I would like my logistic regression model to start at the same point as a predictor variable.
Data:
df <- tibble(
x = c(0:20, 0:20),
y = c(log(10:30 + 2), log(10:30 + 10)),
init = c(rep(log(10 + 2), 21), rep(log(10 + 10), 21)),
group = c(rep('A', 21), rep('B', 21))
)
Model:
lm_fit <- lm(y ~ log(x + 1) + init, data = df)
Example of model fitted to data:
newdata <- df %>%
filter(group == 'A') %>%
mutate(pred_y = predict(lm_fit, newdata = newdata, type = 'response')) %>%
pivot_longer(c(y, pred_y), names_to = 'pred_type', values_to = 'value')
ggplot(aes(x, value, colour = pred_type)) +
geom_point() +
geom_line()
How can I change my model so the red line (model) starts at the same value as the blue line (data)? i.e. when x=0
, pred_y = y
.
Using your init
variable, you have to treat it as an offset (its coefficient will be 1) and disable the intercept (-1
in model formula).
lm_fit <- lm(y ~ log(x + 1) + offset(init) - 1, data = df)

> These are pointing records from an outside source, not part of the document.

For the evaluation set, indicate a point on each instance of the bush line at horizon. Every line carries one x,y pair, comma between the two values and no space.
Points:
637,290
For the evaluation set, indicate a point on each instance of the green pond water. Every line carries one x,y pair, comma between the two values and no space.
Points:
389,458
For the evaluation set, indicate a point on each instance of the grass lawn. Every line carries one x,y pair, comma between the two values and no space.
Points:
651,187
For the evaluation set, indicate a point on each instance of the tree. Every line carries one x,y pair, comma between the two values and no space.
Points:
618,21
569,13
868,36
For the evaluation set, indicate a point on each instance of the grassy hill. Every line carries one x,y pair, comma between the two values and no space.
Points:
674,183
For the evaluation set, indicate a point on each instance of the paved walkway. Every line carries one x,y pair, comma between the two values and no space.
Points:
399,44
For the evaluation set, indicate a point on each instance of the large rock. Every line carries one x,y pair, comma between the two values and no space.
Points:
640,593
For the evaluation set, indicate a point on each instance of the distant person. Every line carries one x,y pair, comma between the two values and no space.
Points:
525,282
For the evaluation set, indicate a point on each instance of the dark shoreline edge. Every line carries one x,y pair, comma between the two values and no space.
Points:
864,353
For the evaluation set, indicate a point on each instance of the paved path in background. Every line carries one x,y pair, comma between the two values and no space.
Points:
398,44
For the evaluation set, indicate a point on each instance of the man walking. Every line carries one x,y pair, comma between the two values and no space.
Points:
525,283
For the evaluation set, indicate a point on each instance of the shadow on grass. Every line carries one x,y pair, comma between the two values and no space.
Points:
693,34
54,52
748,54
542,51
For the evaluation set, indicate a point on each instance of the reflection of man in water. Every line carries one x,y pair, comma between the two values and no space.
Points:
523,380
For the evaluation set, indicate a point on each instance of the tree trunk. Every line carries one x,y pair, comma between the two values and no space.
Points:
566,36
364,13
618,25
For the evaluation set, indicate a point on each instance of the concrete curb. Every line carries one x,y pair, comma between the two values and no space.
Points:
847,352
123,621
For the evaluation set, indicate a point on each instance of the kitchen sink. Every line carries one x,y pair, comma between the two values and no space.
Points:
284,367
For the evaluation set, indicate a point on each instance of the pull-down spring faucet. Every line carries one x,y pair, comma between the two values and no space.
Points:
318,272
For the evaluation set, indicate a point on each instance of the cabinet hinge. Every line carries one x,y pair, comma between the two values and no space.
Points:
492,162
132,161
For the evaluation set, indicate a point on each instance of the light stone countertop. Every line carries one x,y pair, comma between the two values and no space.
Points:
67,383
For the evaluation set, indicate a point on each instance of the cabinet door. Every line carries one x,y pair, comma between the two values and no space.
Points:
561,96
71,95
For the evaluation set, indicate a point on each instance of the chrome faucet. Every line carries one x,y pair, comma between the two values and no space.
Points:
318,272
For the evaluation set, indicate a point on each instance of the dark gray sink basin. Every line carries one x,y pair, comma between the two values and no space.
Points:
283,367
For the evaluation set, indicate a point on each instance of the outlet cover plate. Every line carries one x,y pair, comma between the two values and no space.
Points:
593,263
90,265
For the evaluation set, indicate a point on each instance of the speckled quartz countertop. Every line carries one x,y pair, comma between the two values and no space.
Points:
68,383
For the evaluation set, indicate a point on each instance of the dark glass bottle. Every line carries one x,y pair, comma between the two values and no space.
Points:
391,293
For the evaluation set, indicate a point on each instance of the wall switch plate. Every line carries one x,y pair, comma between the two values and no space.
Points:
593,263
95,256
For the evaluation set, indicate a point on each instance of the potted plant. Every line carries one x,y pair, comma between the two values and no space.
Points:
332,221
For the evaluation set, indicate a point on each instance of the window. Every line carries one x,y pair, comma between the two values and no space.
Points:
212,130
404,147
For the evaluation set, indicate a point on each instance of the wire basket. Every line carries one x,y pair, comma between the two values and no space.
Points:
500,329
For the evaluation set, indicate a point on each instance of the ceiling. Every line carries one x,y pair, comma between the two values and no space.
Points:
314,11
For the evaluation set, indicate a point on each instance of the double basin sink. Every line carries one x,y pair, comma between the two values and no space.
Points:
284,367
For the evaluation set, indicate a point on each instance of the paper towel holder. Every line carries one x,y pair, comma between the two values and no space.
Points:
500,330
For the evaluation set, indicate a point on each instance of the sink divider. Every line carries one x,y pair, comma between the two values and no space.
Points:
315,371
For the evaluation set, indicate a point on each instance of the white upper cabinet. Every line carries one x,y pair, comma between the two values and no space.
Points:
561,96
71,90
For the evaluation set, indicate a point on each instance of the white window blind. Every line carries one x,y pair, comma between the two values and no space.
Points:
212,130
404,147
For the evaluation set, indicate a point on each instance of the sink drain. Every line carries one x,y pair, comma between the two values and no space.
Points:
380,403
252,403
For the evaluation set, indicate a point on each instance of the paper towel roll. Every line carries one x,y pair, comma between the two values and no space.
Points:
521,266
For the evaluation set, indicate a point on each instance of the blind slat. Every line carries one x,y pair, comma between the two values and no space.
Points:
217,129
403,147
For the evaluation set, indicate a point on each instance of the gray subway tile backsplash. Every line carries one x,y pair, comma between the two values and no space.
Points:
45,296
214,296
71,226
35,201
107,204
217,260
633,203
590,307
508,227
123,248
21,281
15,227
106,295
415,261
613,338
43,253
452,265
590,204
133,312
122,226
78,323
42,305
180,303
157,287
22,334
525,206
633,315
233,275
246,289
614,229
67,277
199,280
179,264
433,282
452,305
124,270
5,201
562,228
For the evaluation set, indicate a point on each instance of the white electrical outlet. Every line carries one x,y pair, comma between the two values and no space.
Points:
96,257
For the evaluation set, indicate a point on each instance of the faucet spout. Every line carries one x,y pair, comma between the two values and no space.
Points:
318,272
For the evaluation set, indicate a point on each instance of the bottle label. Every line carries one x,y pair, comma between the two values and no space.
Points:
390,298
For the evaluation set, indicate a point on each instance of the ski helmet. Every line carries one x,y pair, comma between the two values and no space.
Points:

After changing the model formula to log(y) ~ log(x + 1)
a possible approach is to transform the y
variable and use its new value in x = 0 for the offset (init
) variable (I would actually recommend to always derive the offset from the y variable and not compute it independently). This way only the data is modified and the rest will remain the same.
df <- df %>%
group_by(group) %>%
mutate(y = log(y),
init = y[x==0])